在一般的备份软件架构中，存储服务器是经过数据备份软件的管理控制台认证过的物理介质，它可以是服务器上的一个硬盘空间，服务器外挂的存储设备，或者网络上的一个磁盘映射。通过管理控制台可以配置多个存储服务器，在备份服务器的统一管理下，备份客户端将数据备份到相应的存储服务器上。In the general backup software architecture, the storage server is a physical medium certified by the management console of the data backup software. It can be a hard disk space on the server, a storage device attached to the server, or a disk map on the network. Multiple storage servers can be configured through the management console. Under the unified management of the backup server, the backup client will back up data to the corresponding storage server.

在之前的备份软件存储服务器端的设计中，大多采用文件级的备份方法。文件级的备份，即备份软件只能感知到文件这一层，将源磁盘上所有的文件，备份到另一个目的介质上。所以文件级备份软件，要么依靠操作系统提供的文件系统接口来备份文件，要么自身具有文件系统的功能，可以识别文件系统元数据。简言之，文件级备份软件的机制就是将数据以文件为单位读出，然后再将读出的文件存储在另外一个介质上。显然这对于PB级大规模存储系统形成了性能瓶颈，由于存储服务器端管理的数据单元就是文件，这不可避免的造成大量重复数据的备份，给存储服务器端的管理也带来了很大的不方便，而利用块级重复数据删除技术进行数据备份能在很大程度上解决这些问题。In the design of the previous backup software storage server, most of them adopt the file-level backup method. File-level backup, that is, the backup software can only perceive the file level, and back up all the files on the source disk to another destination medium. Therefore, file-level backup software either relies on the file system interface provided by the operating system to back up files, or has the file system function itself and can identify file system metadata. In short, the mechanism of file-level backup software is to read data in units of files, and then store the read files on another medium. Obviously, this has formed a performance bottleneck for PB-level large-scale storage systems. Since the data unit managed by the storage server is a file, this inevitably results in the backup of a large amount of duplicate data, which also brings great inconvenience to the management of the storage server. , and using block-level deduplication technology for data backup can solve these problems to a large extent.

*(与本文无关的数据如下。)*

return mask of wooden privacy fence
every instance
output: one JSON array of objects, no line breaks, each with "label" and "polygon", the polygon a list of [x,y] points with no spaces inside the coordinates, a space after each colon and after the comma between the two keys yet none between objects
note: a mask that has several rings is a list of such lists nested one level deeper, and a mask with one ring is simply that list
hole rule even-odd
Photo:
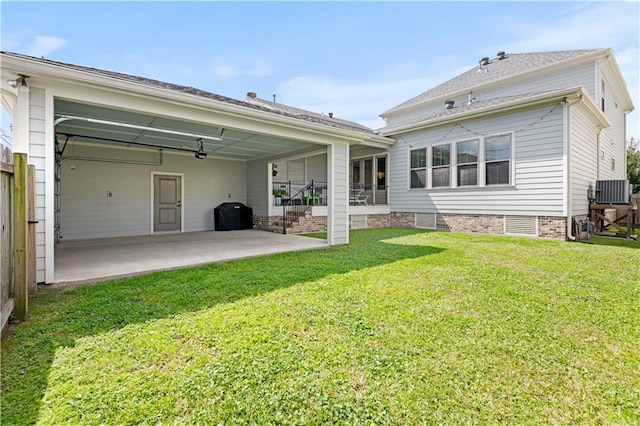
[{"label": "wooden privacy fence", "polygon": [[11,313],[27,319],[29,293],[35,293],[35,167],[26,154],[0,147],[0,317],[2,328]]},{"label": "wooden privacy fence", "polygon": [[633,194],[631,196],[631,203],[638,206],[638,210],[636,210],[636,225],[640,225],[640,194]]}]

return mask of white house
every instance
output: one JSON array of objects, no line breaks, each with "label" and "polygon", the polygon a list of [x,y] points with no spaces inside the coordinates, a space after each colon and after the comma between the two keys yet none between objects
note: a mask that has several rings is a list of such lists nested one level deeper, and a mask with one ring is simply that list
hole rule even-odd
[{"label": "white house", "polygon": [[[633,104],[610,49],[482,58],[357,123],[267,101],[2,52],[14,152],[36,166],[37,281],[62,239],[214,229],[226,201],[254,226],[406,226],[572,238],[596,180],[626,176]],[[295,201],[295,202],[294,202]],[[298,207],[296,207],[298,206]]]},{"label": "white house", "polygon": [[626,179],[634,109],[610,49],[482,58],[384,112],[406,226],[572,238],[596,180]]},{"label": "white house", "polygon": [[38,282],[54,281],[61,238],[213,230],[213,209],[226,201],[268,216],[272,162],[282,158],[323,156],[327,241],[347,244],[350,150],[394,142],[192,87],[15,53],[1,59],[13,151],[36,167]]}]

另一方面，在之前的备份软件中，存储服务器端初始分配给用户的可用存储空间容量往往是固定的，这样大大降低了系统的可扩展性。实际应用中，系统无法预料所面对的各个用户最终会使用多大存储空间(当然可能会根据用户的权限和类型有一个最大可用存储容量限制)，分配大了很可能会造成存储空间浪费和利用率下降，分配小了可能会对用户的使用带来很大的限制。On the other hand, in the previous backup software, the storage server initially allocates a fixed amount of available storage space to users, which greatly reduces the scalability of the system. In practical applications, the system cannot predict how much storage space each user will eventually use (of course, there may be a maximum available storage capacity limit according to the user's permissions and types), and a large allocation may cause waste and utilization of storage space The rate drops, and a small allocation may bring great restrictions to the user's use.

最近EMC公司收购了Avamar公司，这家公司获专利的重复数据删除和全局单实例存储技术可确保备份数据段在全局范围内仅存储一次。这可以有效地将移动和恢复的数据量缩减300倍，同时还可以实现每日完整备份和快速恢复。针对每个24KB数据段，Avamar生成唯一的20字节ID标识，使用SHA-1加密算法。该唯一ID就是该数据段的指纹，于是Avamar的软件可以使用该唯一ID来确定是否一个数据段此前曾被存储过。但是SHA-1加密算法计算复杂，对CPU的消耗很大。同时由于数据段过小，当用户备份数据量很大时消耗的指纹空间也很大，同时还存在一定的可扩展性问题。EMC recently acquired Avamar, whose patented deduplication and global single instance storage technology ensures that backup data segments are stored globally only once. This effectively reduces the amount of data moved and restored by a factor of 300, while also enabling daily full backups and fast restores. For each 24KB data segment, Avamar generates a unique 20-byte ID, using the SHA-1 encryption algorithm. The unique ID is the fingerprint of the data segment, so Avamar's software can use the unique ID to determine whether a data segment has been stored before. However, the calculation of the SHA-1 encryption algorithm is complex and consumes a lot of CPU. At the same time, because the data segment is too small, when the user backs up a large amount of data, the fingerprint space consumed is also large, and there is still a certain scalability problem.

发明内容Contents of the invention

本发明的目的在于提供一种用于备份服务的数据组织方法，该方法可以实现块级重复数据的删除，能够提高数据组织和管理效率。The purpose of the present invention is to provide a data organization method for backup service, which can realize block-level duplicate data deletion, and can improve data organization and management efficiency.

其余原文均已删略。